You know, there's something that has always seemed a bit odd to me is RPG characters' dreams. Do they EVER just have regular, non-plot-essential dreams? I mean, if an RPG character has a dream, at LEAST 75% of the time it's a vision telling them of some immensely important upcoming event, usually one that spells doom and destruction for all they know if they don't go out and level up at least 40 times while procuring some holy super-powered divine object/weapon/maiden. They never just have a normal dream about random crap their minds throw together. It's ALWAYS prophetic somehow; even the purpose of the vision can't just be some made up crap.
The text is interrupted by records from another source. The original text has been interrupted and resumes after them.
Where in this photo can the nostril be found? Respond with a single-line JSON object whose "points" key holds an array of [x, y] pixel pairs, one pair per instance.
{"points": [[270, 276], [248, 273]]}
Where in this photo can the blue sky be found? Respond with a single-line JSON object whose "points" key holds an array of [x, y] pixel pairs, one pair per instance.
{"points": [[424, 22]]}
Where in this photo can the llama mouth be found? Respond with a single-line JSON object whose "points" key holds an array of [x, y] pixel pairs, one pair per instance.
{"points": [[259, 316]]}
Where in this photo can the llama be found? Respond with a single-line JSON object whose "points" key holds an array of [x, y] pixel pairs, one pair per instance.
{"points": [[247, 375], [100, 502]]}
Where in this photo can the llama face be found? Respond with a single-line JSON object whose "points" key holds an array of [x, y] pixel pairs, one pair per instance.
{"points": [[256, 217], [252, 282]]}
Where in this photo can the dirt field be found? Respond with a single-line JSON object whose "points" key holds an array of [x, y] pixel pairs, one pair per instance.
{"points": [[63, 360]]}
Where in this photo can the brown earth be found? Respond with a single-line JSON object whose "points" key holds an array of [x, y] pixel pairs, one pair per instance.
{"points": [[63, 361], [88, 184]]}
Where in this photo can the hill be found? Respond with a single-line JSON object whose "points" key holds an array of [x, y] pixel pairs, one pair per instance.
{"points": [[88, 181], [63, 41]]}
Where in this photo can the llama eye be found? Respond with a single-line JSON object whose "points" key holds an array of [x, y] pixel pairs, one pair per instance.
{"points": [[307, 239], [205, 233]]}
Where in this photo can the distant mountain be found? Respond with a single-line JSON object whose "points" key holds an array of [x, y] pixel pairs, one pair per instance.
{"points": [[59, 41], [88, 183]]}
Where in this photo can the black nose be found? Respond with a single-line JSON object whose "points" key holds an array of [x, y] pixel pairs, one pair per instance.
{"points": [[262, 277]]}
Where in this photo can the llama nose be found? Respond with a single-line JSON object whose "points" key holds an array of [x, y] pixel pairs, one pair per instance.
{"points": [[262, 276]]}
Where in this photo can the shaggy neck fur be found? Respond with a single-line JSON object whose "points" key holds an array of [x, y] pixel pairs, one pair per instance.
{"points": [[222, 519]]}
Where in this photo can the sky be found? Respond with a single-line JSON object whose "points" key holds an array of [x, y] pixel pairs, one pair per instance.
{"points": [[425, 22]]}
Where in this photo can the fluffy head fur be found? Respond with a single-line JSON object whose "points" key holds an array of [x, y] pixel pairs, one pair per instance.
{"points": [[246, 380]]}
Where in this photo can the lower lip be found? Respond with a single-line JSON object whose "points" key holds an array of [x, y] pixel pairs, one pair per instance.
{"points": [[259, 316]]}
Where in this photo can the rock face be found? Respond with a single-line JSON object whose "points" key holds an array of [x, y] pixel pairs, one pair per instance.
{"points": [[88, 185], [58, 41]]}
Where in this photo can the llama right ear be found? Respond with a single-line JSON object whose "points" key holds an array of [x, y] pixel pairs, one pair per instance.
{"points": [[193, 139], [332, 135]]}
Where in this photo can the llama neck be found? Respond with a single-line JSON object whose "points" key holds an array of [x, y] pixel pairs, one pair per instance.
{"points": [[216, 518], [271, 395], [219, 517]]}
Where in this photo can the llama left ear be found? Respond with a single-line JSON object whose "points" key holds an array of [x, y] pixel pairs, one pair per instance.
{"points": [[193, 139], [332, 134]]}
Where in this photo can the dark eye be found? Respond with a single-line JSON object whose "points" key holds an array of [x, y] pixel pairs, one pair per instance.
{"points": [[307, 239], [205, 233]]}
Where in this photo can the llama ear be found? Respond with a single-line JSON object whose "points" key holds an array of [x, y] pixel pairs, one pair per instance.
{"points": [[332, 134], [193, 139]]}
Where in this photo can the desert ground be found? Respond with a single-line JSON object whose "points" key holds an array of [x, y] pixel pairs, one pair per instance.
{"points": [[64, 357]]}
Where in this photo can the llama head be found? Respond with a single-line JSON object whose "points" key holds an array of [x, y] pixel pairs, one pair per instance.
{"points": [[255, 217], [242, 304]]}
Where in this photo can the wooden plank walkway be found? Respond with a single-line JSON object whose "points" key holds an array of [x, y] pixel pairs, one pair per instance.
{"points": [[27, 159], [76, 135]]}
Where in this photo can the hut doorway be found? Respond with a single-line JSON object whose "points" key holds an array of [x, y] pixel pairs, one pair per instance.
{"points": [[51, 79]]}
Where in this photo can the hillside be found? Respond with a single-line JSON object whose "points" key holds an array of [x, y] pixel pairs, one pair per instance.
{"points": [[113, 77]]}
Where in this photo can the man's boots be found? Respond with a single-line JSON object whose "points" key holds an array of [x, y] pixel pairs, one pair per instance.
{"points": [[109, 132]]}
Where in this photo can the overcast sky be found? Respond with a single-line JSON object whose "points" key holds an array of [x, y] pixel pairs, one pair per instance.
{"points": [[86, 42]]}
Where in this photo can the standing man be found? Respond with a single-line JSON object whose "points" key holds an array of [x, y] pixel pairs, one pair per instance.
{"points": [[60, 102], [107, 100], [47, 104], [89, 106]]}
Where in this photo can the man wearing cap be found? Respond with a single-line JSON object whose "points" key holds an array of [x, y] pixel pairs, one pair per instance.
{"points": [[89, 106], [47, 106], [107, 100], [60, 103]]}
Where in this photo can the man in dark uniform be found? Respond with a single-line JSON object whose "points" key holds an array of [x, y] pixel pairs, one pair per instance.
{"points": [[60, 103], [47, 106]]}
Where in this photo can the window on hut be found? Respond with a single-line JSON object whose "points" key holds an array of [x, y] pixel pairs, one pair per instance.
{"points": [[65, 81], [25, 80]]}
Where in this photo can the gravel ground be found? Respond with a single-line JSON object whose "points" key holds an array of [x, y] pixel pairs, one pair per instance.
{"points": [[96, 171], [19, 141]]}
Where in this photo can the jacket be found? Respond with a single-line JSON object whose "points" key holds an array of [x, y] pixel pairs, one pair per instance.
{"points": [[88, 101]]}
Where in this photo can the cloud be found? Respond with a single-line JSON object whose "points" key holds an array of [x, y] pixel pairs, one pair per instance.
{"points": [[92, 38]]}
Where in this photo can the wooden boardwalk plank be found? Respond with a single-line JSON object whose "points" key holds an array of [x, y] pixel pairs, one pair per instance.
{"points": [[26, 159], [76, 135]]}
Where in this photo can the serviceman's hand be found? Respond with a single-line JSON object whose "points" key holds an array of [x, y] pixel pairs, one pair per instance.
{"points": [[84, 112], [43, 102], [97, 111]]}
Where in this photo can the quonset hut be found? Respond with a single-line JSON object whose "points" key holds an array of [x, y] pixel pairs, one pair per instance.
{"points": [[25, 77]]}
If they dream that they're the chosen one and that a race of aliens are gonna attack their world and they're the only person who can stop the aliens by finding 7 magic rings that can forge the Hyper Force Sword, then EVERY PART of that is true. Not one part of it can be made up, even though, for some reason, most of the characters who have the dreams ignore them until the predicted stuff is currently about to happen or IS happening. Even though EVERY dream has huge significance, they seem to treat the things with as little or even LESS interest than we do with our dreams.

The only real exception that accounts for the 25 or lower percent of the time is when a dream is showing a character some part of their past. And again, there's no possibility that this part of their past isn't incredibly important. Shadow of Final Fantasy 6 never just dreams about how fun it was to go hang-gliding with Baram that one time. He has to have dreams remembering monumental moments that changed his life forever. Karen from Phantasy Star Universe doesn't have a memory dream of a conversation she had with someone last Friday about what kind of boots she prefers. She has a traumatic memory dream of her mom dying when she was a little kid. I mean, I know that these are the kinds of moments that do stay with a person forever, and compared to the 100% accurate prophetic dreams, these ones are pretty believable, but still, no one dreams about massively significant memories like that all the time.

Y'know, I had a dream last week. I don't remember too many particulars (frankly, I'm surprised I remember it at all, because I usually forget dreams the moment I wake up), but I do remember that for some reason or other, I was talking to God about roast beef sandwiches. I really kinda wish I could remember the set-up to that conversation, and what I and God said exactly, because I know I really enjoyed it while it was going on and it would definitely be fun to relate, but that's life.

Anyways, living in this world, which makes more sense than it doesn't, I know I can disregard that dream as probably unimportant overall. But if I were living in an RPG world, this dream would have been a holy vision, and I would know for sure that God himself was granting it to me, and telling me that I must go on a journey to find the legendary Roast Beef Sandwich of El-Al-Eeal, lost since ancient times and key to the salvation of my world from the heinous Bologna Demons, summoned forth every thousand years to bring ruination to all. Not only that, but the dream might have then gone on to display a memory I had of my father leaving on a journey to discover the truth behind the Whole Wheat civilizations of old that created the sandwich I was now to find.

Seriously, though, I know this isn't a big deal or anything, but it still IS kinda silly. I know it would get boring if every time you slept at the inn you had to watch an inane dream sequence that means nothing, but still, it would be a lot more realistic if every now and then your sad-hearted pretty-boy protagonist just had a non-plot-significant dream where he was in front of his entire graduating class from Generic Main Character Mercenary Academy in his underwear.